Bagi seseorang yang sudah memenuhi syarat untuk menjadi Wajib Pajak namun tidak segera mendaftarkan diri guna memperoleh NPWP, maka dapat dikenakan sanksi sebagaimana aturannya telah tercantum dalam peraturan perundangan-undangan yang berlaku dalam bidang urusan perpajakan ini.

SYARAT MEMBUAT NPWP PRIBADI

Bagi orang perorangan, baik itu yang sudah ataupun belum berkeluarga, wajib mempunyai NPWP.  Kecuali bagi wanita kawin yang tidak mengadakan perjanjian berpisah harta dan berpisah penghasilan dengan si suami, maka tidak wajib mempunyai NPWP.

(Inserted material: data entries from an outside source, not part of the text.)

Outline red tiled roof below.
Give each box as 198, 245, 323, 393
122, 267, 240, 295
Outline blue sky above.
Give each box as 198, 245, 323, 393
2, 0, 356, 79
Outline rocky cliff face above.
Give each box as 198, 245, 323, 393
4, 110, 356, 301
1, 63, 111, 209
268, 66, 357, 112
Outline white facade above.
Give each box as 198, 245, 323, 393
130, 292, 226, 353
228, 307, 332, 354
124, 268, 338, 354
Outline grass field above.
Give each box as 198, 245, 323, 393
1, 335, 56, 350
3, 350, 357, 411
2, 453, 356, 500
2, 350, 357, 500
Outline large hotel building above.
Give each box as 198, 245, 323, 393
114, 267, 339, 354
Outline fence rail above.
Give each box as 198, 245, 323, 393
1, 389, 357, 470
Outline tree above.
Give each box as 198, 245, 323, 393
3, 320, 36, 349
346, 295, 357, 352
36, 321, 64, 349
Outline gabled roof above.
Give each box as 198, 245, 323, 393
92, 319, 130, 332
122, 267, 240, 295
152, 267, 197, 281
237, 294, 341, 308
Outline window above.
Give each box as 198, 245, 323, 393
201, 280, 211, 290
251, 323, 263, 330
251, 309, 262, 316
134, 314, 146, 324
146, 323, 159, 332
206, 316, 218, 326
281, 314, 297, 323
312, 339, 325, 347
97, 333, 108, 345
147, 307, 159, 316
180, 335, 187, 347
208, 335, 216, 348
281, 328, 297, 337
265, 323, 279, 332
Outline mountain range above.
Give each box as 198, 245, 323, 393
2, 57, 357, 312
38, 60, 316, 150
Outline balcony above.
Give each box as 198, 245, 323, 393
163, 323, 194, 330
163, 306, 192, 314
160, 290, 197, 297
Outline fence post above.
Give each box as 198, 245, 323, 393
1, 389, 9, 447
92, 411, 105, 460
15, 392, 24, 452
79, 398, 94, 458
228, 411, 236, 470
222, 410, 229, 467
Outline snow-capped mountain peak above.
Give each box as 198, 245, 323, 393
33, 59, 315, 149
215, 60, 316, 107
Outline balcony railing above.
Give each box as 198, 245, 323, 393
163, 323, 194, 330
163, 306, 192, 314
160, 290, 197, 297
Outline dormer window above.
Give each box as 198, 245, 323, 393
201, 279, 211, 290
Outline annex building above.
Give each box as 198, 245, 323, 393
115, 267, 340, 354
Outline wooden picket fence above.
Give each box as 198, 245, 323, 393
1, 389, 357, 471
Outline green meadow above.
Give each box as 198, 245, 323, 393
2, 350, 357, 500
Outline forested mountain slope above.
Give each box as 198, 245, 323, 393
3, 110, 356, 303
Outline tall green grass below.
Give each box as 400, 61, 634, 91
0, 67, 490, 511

Di Indonesia batas PTKP untuk orang perseorangan adalah Rp 15.840.000 per tahun atau RP 1.320.000 per bulan. Jika penghasilan anda sudah melebihi batas tersebut, maka anda sudah diwajibkan untuk mendaftar diri memperoleh NPWP. Adapun dokumen yang harus disiapkan saat membuat NPWP pribadi diantaranya adalah :

  1. WP Pribadi tidak menjalankan sebuah usaha atau pekerjaannya bebas profesional
    1. Fotokopi E-KTP
    2. Fotokopi Paspor, Kitas, Kitap (bagi WNA)
  2. WP Pribadi menjalankan usaha ataupun pekerjaan bebas yang profesional
    1. Fotokopi E-KTP
    2. Fotokopi Paspor, Kitas Kitap (Bagi WNA)
    3. Fotokopi dokumen yang berkaitan dengan izin usaha yang resmi dan diterbitkan oleh pihak yang berwenang
    4. Surat pernyataan bahwa WP benar telah dan sedang menjalankan usaha ataupun mempunyai pekerjaan yang bebas ditandatangani diatas materai 6000
  3. WP Pribadi seorang wanita kawin yang menginginkan hak dan kewajiban di bidang pajaknya terpisah dari suami
    1. Fotokopi Kartu NPWP dari Suami
    2. Fotokopi KK atau Kartu Keluarga
    3. Fotokopi surat perjanjian pisah penghasilan dan/atau pisah harta, bisa juga surat pernyataan yang menghendaki adanya pemisahan kewajiban dan hak dalam bidang perpajakan

PROSEDUR MEMBUAT NPWP PRIBADI

Membuat NPWP Pribadi dapat anda lakukan dengan online ataupun offline. Jika online, maka cara yang anda lakukan adalah mengunjungi situs e-registration DJP melalui laman www.pajak.go.id atau langsung saja paste alamat ini di browser anda ereg.pajak.go.id/login.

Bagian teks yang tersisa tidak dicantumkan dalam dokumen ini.